Dr. Kasirye was among those who filed several lawsuits against Gill, who was ultimately made to step down from his position after the Board of Supervisors issued a vote of no confidence against him in light of the CARES Act funding scandal. While she didn’t want the details of the lawsuit played out publicly, Dr. Kasirye did issue a statement at the time.
“Nav Gill made it clear to me from the beginning of this pandemic that he was not pleased with my request to declare a Health Emergency. From then on, through intimidation and manipulation, he created blocks at every step in issuing Health Officer Orders,” she said. “He withheld resources despite our multiple requests for funding, and sought to silence me and alienate me. All this caused me a lot of anxiety, and were it not for support from the Public Health staff and County Counsel, I would not have been able to do my job.”
Foreperson Deanna Hanson said the Grand Jury was dumbfounded that the County Board of Supervisors seemed completely disconnected from the Office of Public Health in the midst of the pandemic crisis.

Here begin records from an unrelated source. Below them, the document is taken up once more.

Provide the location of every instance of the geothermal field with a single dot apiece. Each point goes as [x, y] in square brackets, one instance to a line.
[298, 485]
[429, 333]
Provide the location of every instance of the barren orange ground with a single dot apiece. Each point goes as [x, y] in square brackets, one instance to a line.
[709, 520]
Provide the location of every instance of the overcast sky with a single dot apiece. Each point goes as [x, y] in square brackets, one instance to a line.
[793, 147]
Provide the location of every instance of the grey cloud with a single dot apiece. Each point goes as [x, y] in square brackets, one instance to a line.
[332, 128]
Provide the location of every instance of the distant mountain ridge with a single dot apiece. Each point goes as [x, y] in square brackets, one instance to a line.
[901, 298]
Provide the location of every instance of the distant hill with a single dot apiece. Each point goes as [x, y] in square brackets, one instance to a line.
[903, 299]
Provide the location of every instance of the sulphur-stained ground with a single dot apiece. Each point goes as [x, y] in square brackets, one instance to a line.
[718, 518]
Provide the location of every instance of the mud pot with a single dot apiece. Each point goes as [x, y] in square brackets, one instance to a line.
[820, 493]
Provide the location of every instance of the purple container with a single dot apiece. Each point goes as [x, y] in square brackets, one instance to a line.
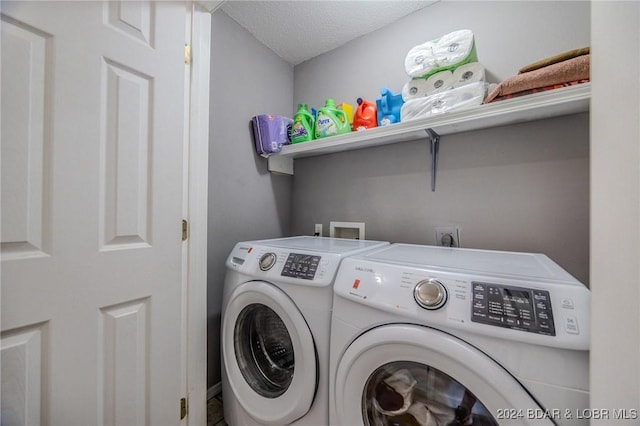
[270, 132]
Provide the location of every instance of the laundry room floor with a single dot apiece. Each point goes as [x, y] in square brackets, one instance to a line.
[215, 415]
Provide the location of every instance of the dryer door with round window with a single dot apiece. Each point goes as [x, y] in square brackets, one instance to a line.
[268, 354]
[414, 375]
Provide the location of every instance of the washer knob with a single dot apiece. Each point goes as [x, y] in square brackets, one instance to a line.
[430, 294]
[267, 261]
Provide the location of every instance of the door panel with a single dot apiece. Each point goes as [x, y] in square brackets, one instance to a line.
[92, 145]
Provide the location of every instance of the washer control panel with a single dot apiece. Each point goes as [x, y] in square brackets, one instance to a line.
[299, 265]
[512, 307]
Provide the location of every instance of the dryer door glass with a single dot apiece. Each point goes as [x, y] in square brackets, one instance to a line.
[264, 350]
[411, 393]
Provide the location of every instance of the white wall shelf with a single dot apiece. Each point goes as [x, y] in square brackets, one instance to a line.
[537, 106]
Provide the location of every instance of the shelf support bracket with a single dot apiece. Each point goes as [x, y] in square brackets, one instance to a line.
[435, 146]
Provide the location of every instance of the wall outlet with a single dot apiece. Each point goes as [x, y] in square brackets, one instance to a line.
[350, 230]
[448, 236]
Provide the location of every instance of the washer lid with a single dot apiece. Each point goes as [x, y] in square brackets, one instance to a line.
[268, 354]
[412, 373]
[531, 266]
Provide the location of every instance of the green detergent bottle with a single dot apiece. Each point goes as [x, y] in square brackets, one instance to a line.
[331, 121]
[302, 128]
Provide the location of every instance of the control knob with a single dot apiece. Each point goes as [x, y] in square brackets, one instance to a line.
[430, 294]
[267, 261]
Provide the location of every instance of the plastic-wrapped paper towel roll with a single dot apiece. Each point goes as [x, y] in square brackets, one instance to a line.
[414, 88]
[447, 52]
[468, 73]
[456, 99]
[439, 82]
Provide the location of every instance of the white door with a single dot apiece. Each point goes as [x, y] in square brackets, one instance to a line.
[92, 146]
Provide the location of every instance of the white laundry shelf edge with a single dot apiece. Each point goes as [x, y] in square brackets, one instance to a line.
[537, 106]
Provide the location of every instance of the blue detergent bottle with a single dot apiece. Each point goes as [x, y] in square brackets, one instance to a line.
[389, 105]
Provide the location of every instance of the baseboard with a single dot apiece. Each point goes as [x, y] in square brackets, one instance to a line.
[214, 390]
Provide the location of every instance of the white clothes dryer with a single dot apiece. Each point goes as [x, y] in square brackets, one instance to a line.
[425, 335]
[276, 319]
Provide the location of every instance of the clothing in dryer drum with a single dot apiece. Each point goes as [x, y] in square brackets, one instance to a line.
[414, 394]
[264, 350]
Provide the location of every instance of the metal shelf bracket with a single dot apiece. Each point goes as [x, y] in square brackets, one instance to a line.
[435, 146]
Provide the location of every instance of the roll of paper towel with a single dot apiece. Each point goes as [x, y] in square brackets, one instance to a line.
[456, 99]
[414, 88]
[447, 52]
[439, 82]
[468, 73]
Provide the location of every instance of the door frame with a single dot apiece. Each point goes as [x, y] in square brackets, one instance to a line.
[195, 206]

The Grand Jury is recommending that the County Board of Supervisors, Gill’s successor Anne Edwards, and the County Office of Public Health jointly develop a public health emergency response plan that will aid in the implementation of future public health orders and best ensure the safety of Sacramento County residents.
Dr. Kasirye previously told The OBSERVER that it was hard for her, her staff and volunteers to face people’s vitriol about the pandemic, the restrictive mandates and vaccination. Getting blocked by County officials, who were supposed to be on the same team, had to be crushing. However, she “went high” and remained focused.
“What I have found is that people do respect the office that I hold, regardless of what other thoughts they might have about me,” she said. “So what I always remind myself is that the important thing is the words and the advice that I provide, always trying to make sure that I provide good information, always trying to show that I’m doing my best to take care of the communities that I’m responsible for.”